Изучив результаты иммунодоттингового анализа (Anti-Gangliosid Dot) у больной З., авторы сопоставили их с встречаемостью тех или иных субпопуляций анти-GM при различных формах ПНП. Выявленные у пациентки анти-Gt1b совпали с характерными для СГБ, в то время как анти-GM3 присущи хронической воспалительной демиелинизирующей ПНП и атипичным вариантам СГБ. На этом основании можно говорить о близости СФ и ЭБ, с возможной хронизацией последнего, что совпадает с данными литературы [6, 20, 24].
Наряду с указанными анти-GM в сыворотке крови у больной З. был обнаружен М-градиент.
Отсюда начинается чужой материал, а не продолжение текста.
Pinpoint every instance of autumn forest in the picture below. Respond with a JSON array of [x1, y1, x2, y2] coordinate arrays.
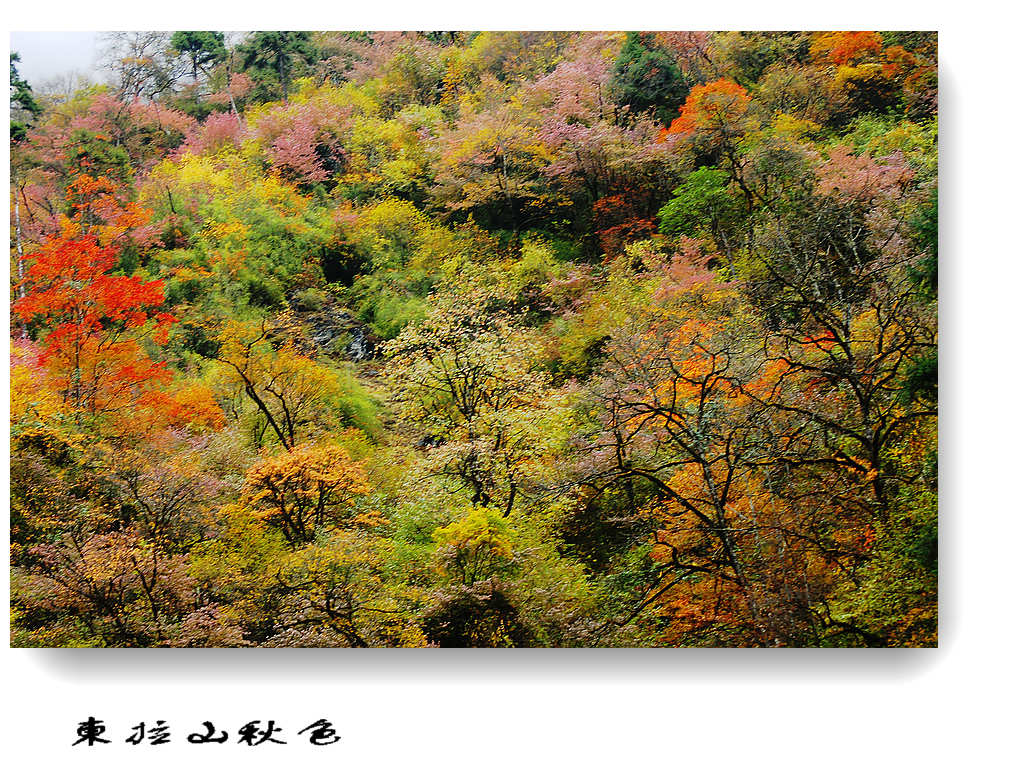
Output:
[[9, 32, 938, 648]]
Известно, что более чем в ½ случаев ПНП при идиопатической моноклональной гаммопатии связана с гиперсекрецией IgМ, который обладает свойствами анти-MAG. При аксональной ПНП, связанной с продукцией IgM, выявляются At-GM и антитела к другим антигенам нервной ткани, хотя конкретный механизм повреждения нервных волокон парапротеином остается неясным [5].
Использованные методы лучевой диагностики по отдельности не смогли бы разрешить в описанной выше ситуации проблему окончательной диагностики и дифференциальной диагностики. Выполненная на первом этапе МРТ показала наличие у пациентки выраженное нарушение гематоэнцефалического барьера (ГЭБ), признак которого — накопление контрастного препарата в патологически измененной ткани, что не является специфическим признаком ЭБ, но чаще всего наводит на мысль о злокачественном новообразовании. Необычная динамика изменения диффузионной способности ткани головного мозга в процессе наблюдения по типу ишемического инсульта при повторном обследовании могла быть вызвана отеком и сдавлением микрососудистого русла с нарушением притока крови и, соответственно, ишемическими явлениями с соответствующей реакцией клеток.
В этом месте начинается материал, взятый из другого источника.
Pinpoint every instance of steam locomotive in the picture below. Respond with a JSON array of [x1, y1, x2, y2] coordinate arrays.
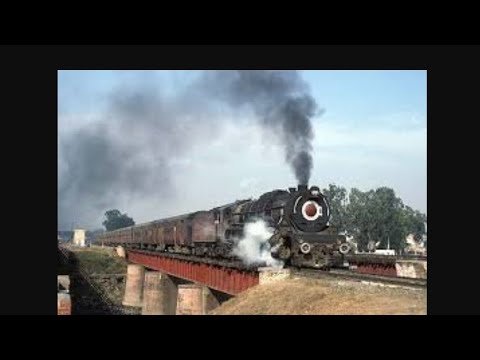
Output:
[[98, 185, 351, 268]]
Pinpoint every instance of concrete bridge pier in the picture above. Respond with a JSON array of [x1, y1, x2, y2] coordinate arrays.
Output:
[[176, 284, 220, 315], [395, 260, 427, 279], [122, 264, 145, 307], [142, 271, 177, 315]]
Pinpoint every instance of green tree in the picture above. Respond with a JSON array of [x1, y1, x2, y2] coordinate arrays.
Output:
[[102, 209, 135, 231], [347, 187, 408, 251]]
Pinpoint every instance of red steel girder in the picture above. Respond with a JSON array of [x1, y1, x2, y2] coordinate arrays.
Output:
[[127, 250, 259, 295]]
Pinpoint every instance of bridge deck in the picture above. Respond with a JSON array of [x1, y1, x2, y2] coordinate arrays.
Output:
[[127, 250, 259, 295]]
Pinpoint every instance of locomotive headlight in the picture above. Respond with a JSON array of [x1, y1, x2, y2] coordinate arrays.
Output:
[[302, 200, 323, 221]]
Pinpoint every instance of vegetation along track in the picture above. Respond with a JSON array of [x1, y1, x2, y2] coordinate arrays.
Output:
[[292, 269, 427, 288]]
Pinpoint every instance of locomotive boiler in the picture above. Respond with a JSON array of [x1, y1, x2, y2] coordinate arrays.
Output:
[[99, 185, 350, 269]]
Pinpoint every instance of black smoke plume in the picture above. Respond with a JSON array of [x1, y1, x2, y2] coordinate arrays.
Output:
[[199, 70, 317, 185], [58, 70, 317, 228]]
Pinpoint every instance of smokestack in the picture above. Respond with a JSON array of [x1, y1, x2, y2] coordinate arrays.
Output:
[[298, 185, 308, 191]]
Однако результаты ПЭТ, выразившиеся в резко сниженном метаболизме глюкозы в области предполагаемого новообразования, позволили практически полностью исключить эту патологию, поскольку вступили в противоречие с данными МРТ о нарушении ГЭБ.
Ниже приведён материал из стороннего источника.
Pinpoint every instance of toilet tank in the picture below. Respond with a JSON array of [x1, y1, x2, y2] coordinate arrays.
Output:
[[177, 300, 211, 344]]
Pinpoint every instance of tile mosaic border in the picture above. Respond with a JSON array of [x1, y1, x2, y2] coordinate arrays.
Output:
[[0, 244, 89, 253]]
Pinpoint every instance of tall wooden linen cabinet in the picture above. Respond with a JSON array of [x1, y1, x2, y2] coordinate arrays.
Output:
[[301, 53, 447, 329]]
Наше наблюдение показывает диагностическую ценность исследования мигательного рефлекса, которое позволяет установить повреждение ствола мозга при его интактности по данным церебральной МРТ у больных с Э.Б. Оглушение при ЭБ может быть связано с избирательным подавлением энергетического метаболизма таламоактивирующей кору системы головного мозга, приводящим к нарушению функции клеточных мембран, проявляющемуся в замедлении диффузии молекул воды в межклеточных пространствах, что может рассматриваться специфическим ПЭТ-признаком ЭБ на фоне МР-симптомов, свидетельствующих о наличии признаков нарушения ГЭБ.
Исследование At-GM обнаружило иммунологическую неоднородность ЭБ, что совпадает с данными других авторов [6].
Снижение регионального уровня метаболизма 18F-ФДГ в области зрительных бугров и прилежащих структур стриатума может помочь в дифференциальной диагностике ЭБ и случаев СФ, а чувствительность процесса к комбинированной иммунной терапии позволяет рекомендовать ее при активации аутоиммунитета за ГЭБ.
Авторы заявляют об отсутствии конфликта интересов.